Avec Mythomania, Nicolas Berzi poursuit l’exploration de la pathologie et de la marginalité humaine amorcée avec Peep Show et Héroïne(s), deux spectacles présentés à La Chapelle en 2015. La pièce cherche à initier une réflexion sur l’influence du web et du conte merveilleux sur nos relations amoureuses. En ce sens, l’idée de traiter de la mythomanie est intéressante : exacerbé durant l’enfance, ce trait de caractère tend à s’atténuer à l’âge adulte. Nicolas Berzi remarque une tendance de la société occidentale à l’idéalisation des histoires amoureuses, conditionnée notamment par le cinéma hollywoodien et par l’avènement d’Internet. La possibilité de développer des relations virtuelles fait en sorte de favoriser le mensonge compulsif dans l’autoreprésentation que les gens se construisent sur le web.




Crédit photos : Justine Latour

Or, Mythomania n’arrive pas à susciter une réelle réflexion chez le spectateur.
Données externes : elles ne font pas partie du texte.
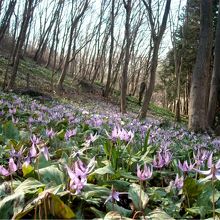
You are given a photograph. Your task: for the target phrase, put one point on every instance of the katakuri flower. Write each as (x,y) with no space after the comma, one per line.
(78,174)
(213,172)
(144,174)
(12,168)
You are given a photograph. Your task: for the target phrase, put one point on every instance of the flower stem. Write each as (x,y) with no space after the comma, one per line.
(213,198)
(141,183)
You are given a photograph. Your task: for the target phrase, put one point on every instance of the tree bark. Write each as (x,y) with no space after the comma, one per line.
(157,37)
(74,24)
(107,87)
(28,13)
(7,17)
(124,76)
(214,97)
(198,92)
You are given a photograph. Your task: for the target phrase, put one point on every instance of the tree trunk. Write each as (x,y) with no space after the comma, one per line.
(7,17)
(157,37)
(74,23)
(214,98)
(124,77)
(198,92)
(107,87)
(28,13)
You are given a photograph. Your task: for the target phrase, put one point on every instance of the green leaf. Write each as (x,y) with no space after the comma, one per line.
(146,140)
(104,170)
(159,214)
(119,185)
(30,186)
(51,174)
(127,175)
(112,215)
(98,213)
(119,209)
(27,169)
(138,196)
(91,191)
(195,211)
(59,209)
(11,204)
(192,189)
(10,131)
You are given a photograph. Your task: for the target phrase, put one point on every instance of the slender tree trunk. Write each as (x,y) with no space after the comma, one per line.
(124,76)
(198,92)
(214,98)
(7,17)
(28,13)
(157,37)
(107,87)
(74,24)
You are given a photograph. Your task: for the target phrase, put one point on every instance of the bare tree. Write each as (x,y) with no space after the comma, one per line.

Puisant dans les mythes d’Eros, d’Androgyne et de Cupidon tout autant que dans la neurobiologie, Berzi se perd dans un récit parfois cliché auquel le public peine à s’accrocher. À force de vouloir montrer les mécanismes de fabulation de manière fragmentée, Berzi installe une distance avec le public et l’empêche de se laisser véritablement porter par l’histoire.
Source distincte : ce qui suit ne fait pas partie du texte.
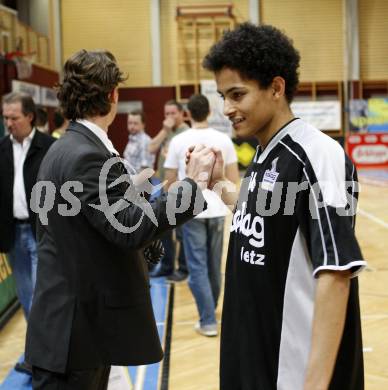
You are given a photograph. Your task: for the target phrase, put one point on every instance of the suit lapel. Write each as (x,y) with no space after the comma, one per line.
(79,128)
(7,150)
La pièce consiste en un solo porté par Livia Sassoli (codirectrice de la compagnie Artiste Inconnu), qui raconte l’histoire d’Alex, depuis son enfance, jusqu’à ses premiers ébats amoureux. Sassoli offre une interprétation assez juste – quoiqu’un peu éteinte – d’un personnage féminin qui recherche son âme sœur tout en réfléchissant aux facteurs qui font que l’on tombe amoureux. Si le recours aux talents de pianiste de l’actrice permet de belles transitions entre les différents tableaux de la pièce, on ne peut pas en dire autant des passages maladroitement chantés et dansés par la comédienne.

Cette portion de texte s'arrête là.